Répression de la grève des éboueurs à Aubervilliers : stop à l’acharnement contre Adèle et Lassana !

Ce mercredi Lassana, délégué syndical CGT au garage de camions poubelles à Aubervilliers, ainsi qu'Adèle, chercheuse au CNRS et soutien sur le piquet de grève, ont tous les deux été convoqués au commissariat d'Aubervilliers, après avoir déjà passé la journée de samedi en garde à vue.

mardi 11 février

Quand le gouvernement n’a plus que la matraque pour casser la grève contre la réforme des retraites, il envoie la police pour mettre grévistes et soutiens en garde-à-vue. C’est ce qui s’est passé samedi dernier avec Lassana, délégué syndical CGT au garage de camions poubelles à Aubervilliers, ainsi qu’Adèle, chercheuse au CNRS venue en soutien sur le piquet de grève. La police était intervenue violentant et ciblant expressément le délégué syndical, selon les témoins, identifié comme un des meneurs de la grève sur le site. Et c’est tandis qu’Adèle, chercheuse au CNRS, tentait de s’interposer, qu’elle aussi a fait les frais des forces de répression, subissant de son côté des remarques sexistes en plus des brutalités policières. Résultats des courses samedi matin : les deux étaient embarqués manu militari et placé en garde-à-vue.

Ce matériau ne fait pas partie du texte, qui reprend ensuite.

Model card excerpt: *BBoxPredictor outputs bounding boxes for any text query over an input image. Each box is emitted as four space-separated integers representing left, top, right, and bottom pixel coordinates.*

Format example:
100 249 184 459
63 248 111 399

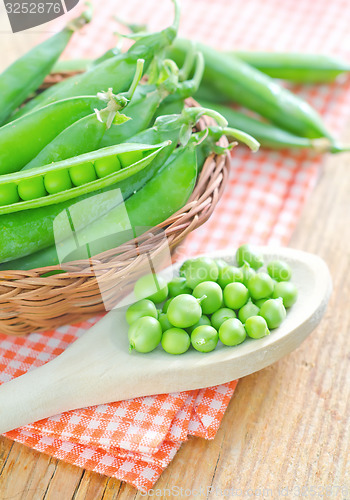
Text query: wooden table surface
0 36 350 500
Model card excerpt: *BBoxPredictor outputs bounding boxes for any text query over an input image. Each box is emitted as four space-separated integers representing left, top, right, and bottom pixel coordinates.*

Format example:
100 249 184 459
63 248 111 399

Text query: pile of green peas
0 151 143 206
126 244 298 354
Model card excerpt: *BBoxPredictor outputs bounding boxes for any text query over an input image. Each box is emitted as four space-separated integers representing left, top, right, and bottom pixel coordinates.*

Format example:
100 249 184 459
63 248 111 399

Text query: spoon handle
0 311 119 434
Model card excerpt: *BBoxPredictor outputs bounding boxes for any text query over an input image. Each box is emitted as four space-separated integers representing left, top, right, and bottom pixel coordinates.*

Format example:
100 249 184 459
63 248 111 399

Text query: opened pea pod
0 141 169 214
23 59 144 170
10 0 180 118
0 7 91 124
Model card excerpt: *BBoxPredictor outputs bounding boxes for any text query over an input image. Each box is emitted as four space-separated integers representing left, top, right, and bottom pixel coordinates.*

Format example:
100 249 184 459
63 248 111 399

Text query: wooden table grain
0 40 350 500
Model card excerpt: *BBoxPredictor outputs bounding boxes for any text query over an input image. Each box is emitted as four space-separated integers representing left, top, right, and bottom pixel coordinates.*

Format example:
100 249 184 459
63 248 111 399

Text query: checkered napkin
0 0 350 490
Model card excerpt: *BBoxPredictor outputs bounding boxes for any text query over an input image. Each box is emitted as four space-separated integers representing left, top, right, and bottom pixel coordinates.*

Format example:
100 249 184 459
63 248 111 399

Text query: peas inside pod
126 245 298 355
0 148 148 210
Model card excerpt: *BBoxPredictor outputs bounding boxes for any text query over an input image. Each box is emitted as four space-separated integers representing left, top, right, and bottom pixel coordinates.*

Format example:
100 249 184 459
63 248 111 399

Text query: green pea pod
11 0 180 118
154 98 185 120
0 108 227 269
23 59 148 170
0 141 169 215
0 145 197 271
0 96 103 175
201 100 331 153
0 143 168 262
170 39 332 141
227 51 350 83
0 12 90 124
61 144 197 261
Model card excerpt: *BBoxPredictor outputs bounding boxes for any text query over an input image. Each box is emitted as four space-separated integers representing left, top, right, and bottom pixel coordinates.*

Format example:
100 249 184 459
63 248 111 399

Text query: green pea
162 328 191 354
118 151 143 168
162 297 174 313
224 282 249 309
272 281 298 309
244 316 270 339
44 170 73 194
187 314 211 334
247 273 274 300
134 274 168 304
219 318 247 346
128 316 162 353
191 325 219 352
238 299 259 323
267 260 292 281
125 299 158 325
259 297 286 330
167 294 202 328
158 313 173 332
193 281 222 314
236 244 264 271
0 184 20 206
254 297 269 309
168 276 192 297
95 156 121 178
218 265 243 288
69 162 97 186
180 257 219 289
210 307 236 330
18 177 47 201
239 262 256 286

Sous pression des soutiens, en particulier de leurs collègues respectifs, notamment des éboueurs de la ville de Paris, mais aussi de l’interpro locale rassemblés le matin même devant le commissariat, ils étaient toutefois libérés quelques heures plus tard, non sans recevoir une convocation à se présenter ce mercredi 11 au commissariat pour une confrontation. Et pour cause, alors que témoins présents sur le piquet de grève attestent de la violence des forces de police ce matin là, Adèle et Lassana sont accusés d’outrage et rébellion par les hommes en uniforme qui les ont interpellés. Un classique pour criminaliser le mouvement et intimider grévistes et soutiens.

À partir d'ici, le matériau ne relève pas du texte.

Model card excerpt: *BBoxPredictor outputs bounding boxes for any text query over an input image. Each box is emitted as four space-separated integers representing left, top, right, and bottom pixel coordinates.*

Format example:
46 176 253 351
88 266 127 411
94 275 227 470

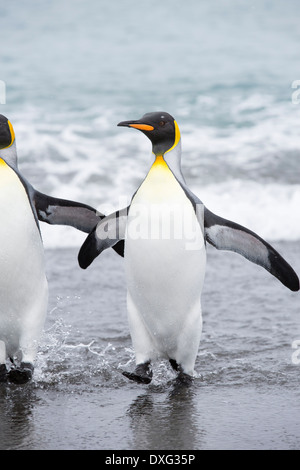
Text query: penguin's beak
118 121 154 131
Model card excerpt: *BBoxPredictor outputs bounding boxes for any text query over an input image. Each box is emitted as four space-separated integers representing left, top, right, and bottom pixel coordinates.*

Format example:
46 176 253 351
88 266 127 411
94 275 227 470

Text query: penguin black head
0 114 15 150
118 111 180 155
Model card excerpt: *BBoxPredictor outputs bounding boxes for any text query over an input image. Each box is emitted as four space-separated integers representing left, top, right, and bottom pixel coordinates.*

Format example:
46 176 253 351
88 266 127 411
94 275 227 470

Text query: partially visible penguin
78 112 299 383
0 115 120 383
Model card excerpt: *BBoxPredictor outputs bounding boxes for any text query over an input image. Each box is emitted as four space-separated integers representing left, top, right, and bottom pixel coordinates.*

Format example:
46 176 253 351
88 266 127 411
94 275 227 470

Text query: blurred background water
0 0 300 449
0 0 300 246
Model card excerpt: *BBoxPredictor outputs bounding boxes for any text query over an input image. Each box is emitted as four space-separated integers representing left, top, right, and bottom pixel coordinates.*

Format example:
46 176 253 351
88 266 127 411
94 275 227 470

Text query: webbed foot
169 359 193 386
122 362 153 384
8 362 34 384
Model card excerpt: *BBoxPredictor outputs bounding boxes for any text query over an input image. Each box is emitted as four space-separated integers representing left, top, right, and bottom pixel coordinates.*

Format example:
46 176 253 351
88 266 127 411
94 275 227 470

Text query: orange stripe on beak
129 124 154 131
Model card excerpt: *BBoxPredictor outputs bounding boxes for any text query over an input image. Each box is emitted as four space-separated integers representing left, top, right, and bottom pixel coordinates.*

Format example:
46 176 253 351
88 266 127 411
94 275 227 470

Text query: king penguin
78 112 299 383
0 115 121 383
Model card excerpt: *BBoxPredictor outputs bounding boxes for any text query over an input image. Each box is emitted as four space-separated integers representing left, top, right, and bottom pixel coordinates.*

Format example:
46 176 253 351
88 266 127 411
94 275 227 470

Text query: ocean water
0 0 300 449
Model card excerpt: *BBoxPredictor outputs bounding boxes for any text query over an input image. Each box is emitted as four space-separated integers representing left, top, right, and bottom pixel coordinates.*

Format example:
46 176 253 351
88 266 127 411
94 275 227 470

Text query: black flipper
33 191 105 233
32 190 124 256
204 207 300 291
78 207 128 269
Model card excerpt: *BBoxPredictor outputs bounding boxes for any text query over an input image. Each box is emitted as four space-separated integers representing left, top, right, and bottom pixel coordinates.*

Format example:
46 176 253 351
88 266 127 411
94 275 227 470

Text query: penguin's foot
0 364 7 383
8 362 34 384
122 362 153 384
169 359 193 386
176 371 194 387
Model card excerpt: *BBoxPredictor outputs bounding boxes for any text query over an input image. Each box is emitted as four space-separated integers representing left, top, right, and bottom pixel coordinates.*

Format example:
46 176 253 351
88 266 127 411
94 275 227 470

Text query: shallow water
0 242 300 450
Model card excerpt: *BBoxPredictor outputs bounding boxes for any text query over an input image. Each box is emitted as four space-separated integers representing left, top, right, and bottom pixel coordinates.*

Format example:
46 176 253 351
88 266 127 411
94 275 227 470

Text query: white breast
125 157 206 348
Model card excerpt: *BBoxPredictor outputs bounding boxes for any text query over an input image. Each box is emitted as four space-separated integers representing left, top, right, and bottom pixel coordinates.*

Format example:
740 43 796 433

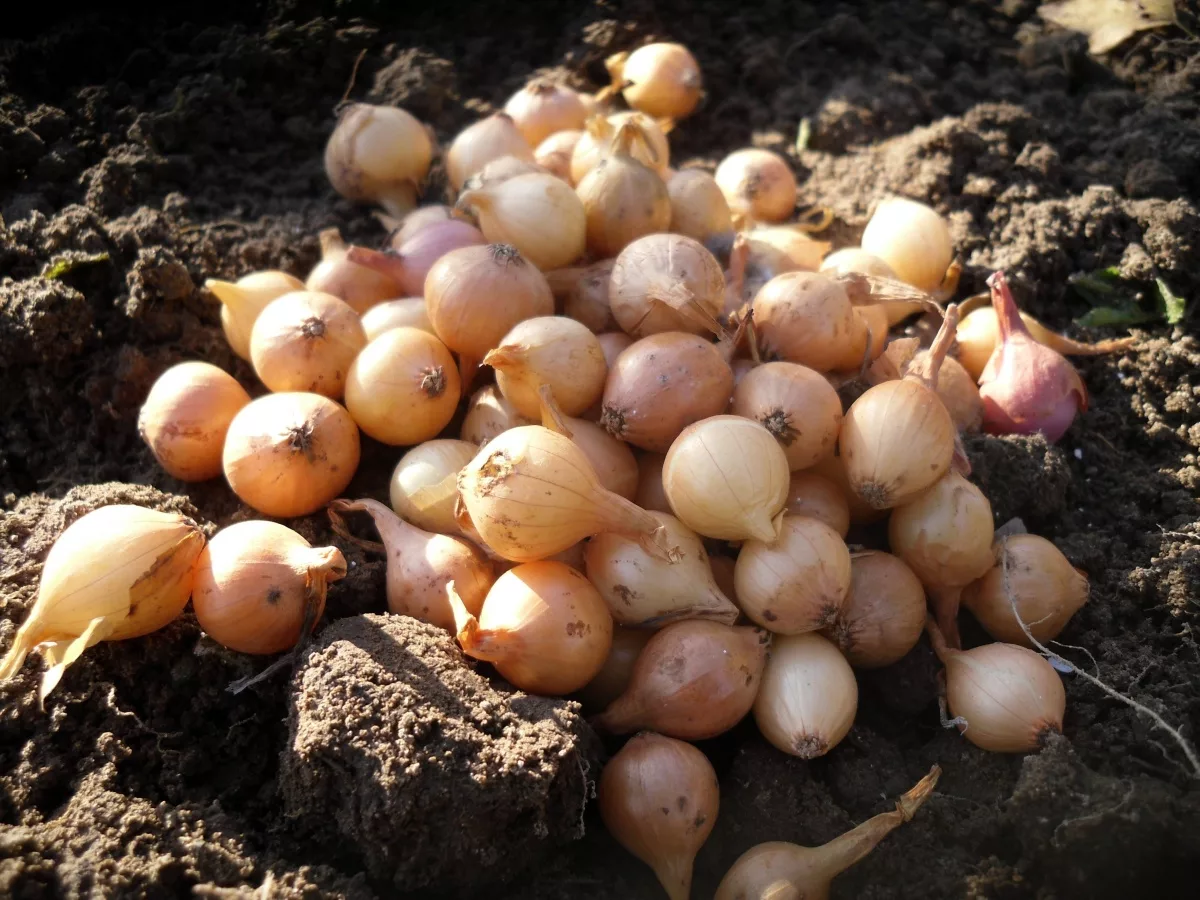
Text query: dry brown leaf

Le rendez-vous était donc donné ce mercredi à 13h30 devant le commissariat d’Aubervilliers pour les soutenir et montrer que face à l’acharnement judiciaire et policier, collègues et soutiens ne les laisseront pas seuls. Au moment où le gouvernement n’hésite plus à réprimer, alors que la mairie de Paris fait appel aux CRS pour briser la grève des éboueurs contre la réforme des retraites, en faisant entrer les forces de répression sur leurs lieux de travail, y compris en menaçant les grévistes de réquisition, tandis que dans les lycées mobilisés les proviseurs font intervenir la police à l’intérieur même des établissements pour réprimer les lycéens qui protestent contre les E3C, comme à Aulnay-sous-bois (lycée Jean Zay) ou à Paris (lycée Hélène Boucher), l’arme de ceux qui luttent, qu’ils soient grévistes, enseignants-chercheurs, profs, lycéens ou étudiants, reste la solidarité pour faire battre en retraite Macron et son (im)monde.